The rift is so public that Tusk’s foreign ministry provided a one-page briefing note for the visit, which Nawrocki’s spokesperson publicly derided as a “joke.”

However, this political infighting masks a surprising level of agreement on the most pressing security issues, according to Daniel Fried, former US Ambassador to Ukraine and a distinguished fellow at the Atlantic Council.

“This is an odd feature of Polish politics that the President and the government seem to be at odds politically, while they in fact agree on key on major issues – that is, they both tend to be anti-Putin,” he told Kyiv Post on Tuesday.

Fried, who also served as the Assistant Secretary of State for European and Eurasian affairs, pointed to a strong statement of solidarity with Ukraine that Nawrocki issued on August 15. “They tend to be pro-NATO and pro-free world. They differ about the European Union.”

“Nawrocki is not anti-Ukrainian,” Fried emphasized, adding that the challenge is for the president and government to work together on the issues where they agree.

“Nawrocki is in a position to do, I think, a lot of good, because he has the political capital with the MAGA movement. He was seen as politically sympathetic, but unlike [Hungarian Prime Minister] Viktor Orban, he’s not on the wrong side of the issues,” the former Ambassador said.

The visit, Fried added, “has the potential to do a lot of good if Nawrocki is able to say, or does tell Trump that Ukraine’s survival as a free country is in everybody’s interests.”

As Nawrocki was not present at the White House summit with European leaders on August 18, Fried said, “now he has a chance to really work on behalf of some of the good things that larger meeting accomplished – which is to get President Trump in a position to back the European ‘Coalition of the Willing’ and back Ukrainian security.”

Ukraine Factor

Warsaw-based Elene Kintsurashvili, a program coordinator at the German Marshall Fund-East, believes that today’s visit is also an opportunity for Nawrocki to position Poland as a linchpin of European security.

She notes Nawrocki recently hosted Baltic and Nordic leaders in Warsaw, a move that reinforces the message that their collective security is inseparable from Ukraine’s. “European security simply cannot hold without Ukraine’s security being upheld” she told Kyiv Post.

However, Kintsurashvili cautions that Nawrocki’s message could be complicated by his recent actions, such as his veto of a bill that would have extended social benefits for Ukrainian refugees in Poland.
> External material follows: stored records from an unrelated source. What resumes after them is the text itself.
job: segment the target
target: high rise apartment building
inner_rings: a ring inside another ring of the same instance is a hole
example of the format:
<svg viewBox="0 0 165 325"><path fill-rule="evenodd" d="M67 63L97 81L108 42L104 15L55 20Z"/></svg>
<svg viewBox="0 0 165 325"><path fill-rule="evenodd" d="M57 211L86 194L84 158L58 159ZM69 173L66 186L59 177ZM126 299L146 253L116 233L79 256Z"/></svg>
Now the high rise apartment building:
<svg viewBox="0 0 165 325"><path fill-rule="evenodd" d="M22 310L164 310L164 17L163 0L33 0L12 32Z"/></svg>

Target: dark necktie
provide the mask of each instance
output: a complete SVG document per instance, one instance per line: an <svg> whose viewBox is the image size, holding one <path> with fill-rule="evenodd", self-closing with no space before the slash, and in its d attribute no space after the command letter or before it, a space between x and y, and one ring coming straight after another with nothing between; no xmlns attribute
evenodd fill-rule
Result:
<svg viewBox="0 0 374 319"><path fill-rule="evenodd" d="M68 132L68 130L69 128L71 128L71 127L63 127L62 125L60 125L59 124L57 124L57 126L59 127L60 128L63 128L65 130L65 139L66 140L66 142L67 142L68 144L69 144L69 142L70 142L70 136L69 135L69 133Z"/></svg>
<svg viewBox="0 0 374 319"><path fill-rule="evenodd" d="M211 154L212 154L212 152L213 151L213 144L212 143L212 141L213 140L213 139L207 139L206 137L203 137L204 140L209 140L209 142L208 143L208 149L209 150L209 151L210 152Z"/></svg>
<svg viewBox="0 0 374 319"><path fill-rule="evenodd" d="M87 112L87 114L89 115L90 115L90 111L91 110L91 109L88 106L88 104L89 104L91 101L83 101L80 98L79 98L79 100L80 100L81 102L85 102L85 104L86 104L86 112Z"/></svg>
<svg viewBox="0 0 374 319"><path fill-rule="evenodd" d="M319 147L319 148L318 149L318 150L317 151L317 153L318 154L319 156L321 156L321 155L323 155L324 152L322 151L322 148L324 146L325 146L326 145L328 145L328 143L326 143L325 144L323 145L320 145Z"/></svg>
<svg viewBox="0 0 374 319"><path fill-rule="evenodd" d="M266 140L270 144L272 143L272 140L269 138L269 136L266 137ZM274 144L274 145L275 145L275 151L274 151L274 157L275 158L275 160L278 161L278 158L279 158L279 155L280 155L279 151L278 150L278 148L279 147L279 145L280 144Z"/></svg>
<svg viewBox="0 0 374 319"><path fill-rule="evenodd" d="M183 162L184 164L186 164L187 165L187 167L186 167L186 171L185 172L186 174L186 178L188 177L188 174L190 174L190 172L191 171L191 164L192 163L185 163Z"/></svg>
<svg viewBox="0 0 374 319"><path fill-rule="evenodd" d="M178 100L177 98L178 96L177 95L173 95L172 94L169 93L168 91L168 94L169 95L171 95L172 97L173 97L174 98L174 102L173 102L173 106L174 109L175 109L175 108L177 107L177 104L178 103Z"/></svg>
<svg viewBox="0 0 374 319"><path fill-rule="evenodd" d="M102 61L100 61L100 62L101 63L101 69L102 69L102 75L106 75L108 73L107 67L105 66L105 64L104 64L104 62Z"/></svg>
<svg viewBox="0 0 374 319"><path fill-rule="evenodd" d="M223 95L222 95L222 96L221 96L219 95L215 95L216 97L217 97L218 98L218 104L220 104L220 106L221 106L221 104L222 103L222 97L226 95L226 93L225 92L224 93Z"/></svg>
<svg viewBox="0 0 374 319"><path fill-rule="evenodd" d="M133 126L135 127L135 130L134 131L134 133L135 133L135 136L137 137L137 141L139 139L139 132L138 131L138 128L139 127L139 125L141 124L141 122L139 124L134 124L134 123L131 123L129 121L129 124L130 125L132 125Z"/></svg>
Despite this, she expects Nawrocki to present the official Warsaw position that “a secure Ukraine means a secure Poland (and region)” to his U.S. counterpart.

The parallel visits to Washington by both President Nawrocki and Polish Foreign Minister Radosław Sikorski also underscore the political complexity. Sikorski’s appearance with US Secretary of State Marco Rubio in Miami just ahead of the White House meeting was particularly notable, occurring with a delegation that will not include any government representatives.

In an interview with Kyiv Post, Sikorski struck a unified note despite the apparent divisions.

“We have a national consensus in Poland to resist Putin and help Ukraine win,” he stated. He added that his and Nawrocki’s visits demonstrate a common purpose, even with the political differences.

Fried echoed this, saying he hopes the message from both delegations “can be the same.”

He concluded that the visit “has a lot of potential to do good, and I hope it, and I hope they’re able to make that happen.”